3 situations when a restrictive covenant may be unenforceable

Restrictive covenants, such as non-disclosure agreements and non-compete agreements, serve an important purpose. When used correctly, they can shield your trade secrets from your competitors. In some circumstances, however, your restrictive covenant may not be enforceable. There are several reasons a court may find your contract invalid.

The restrictions are unreasonable

In Florida, there are limits to how long you can enforce a restrictive covenant. The limit depends on the type of restriction. For example, a non-compete agreement with a former employee generally can not last longer than two years. You must also be able to demonstrate that the restriction protects a “legitimate business interest.” If you can not prove that the restrictions are necessary, the court may decline to enforce the contract.

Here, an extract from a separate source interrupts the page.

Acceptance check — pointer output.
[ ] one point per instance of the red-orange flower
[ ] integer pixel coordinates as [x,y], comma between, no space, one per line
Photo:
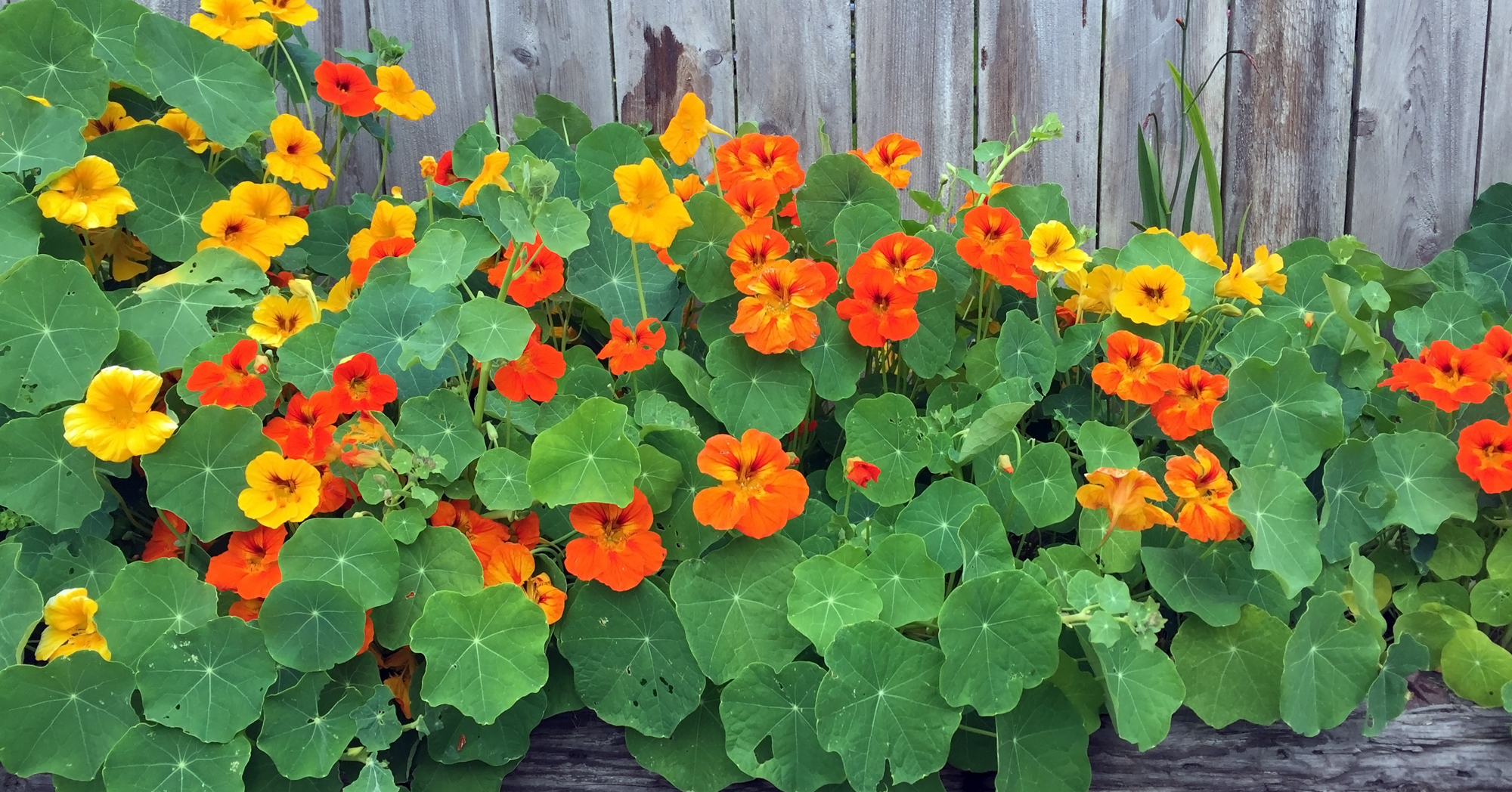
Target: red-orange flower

The restrictions impact public welfare

Courts will generally not enforce a restrictive covenant that has a negative impact on public health or welfare. For example, if there is a drastic shortage of workers in your industry, the court may override your non-compete agreement to allow your former employee to work in the industry.

The restrictions are no longer relevant

If you have changed industries, your previous contracts may no longer apply. Since the purpose of restrictive covenants is to protect your business interests, the court might not uphold a contract that is not relevant to your current field. Protecting your trade secrets is important to the success of your business, and restrictive covenants are an important tool to accomplish this. However, it is important to understand how to use them properly.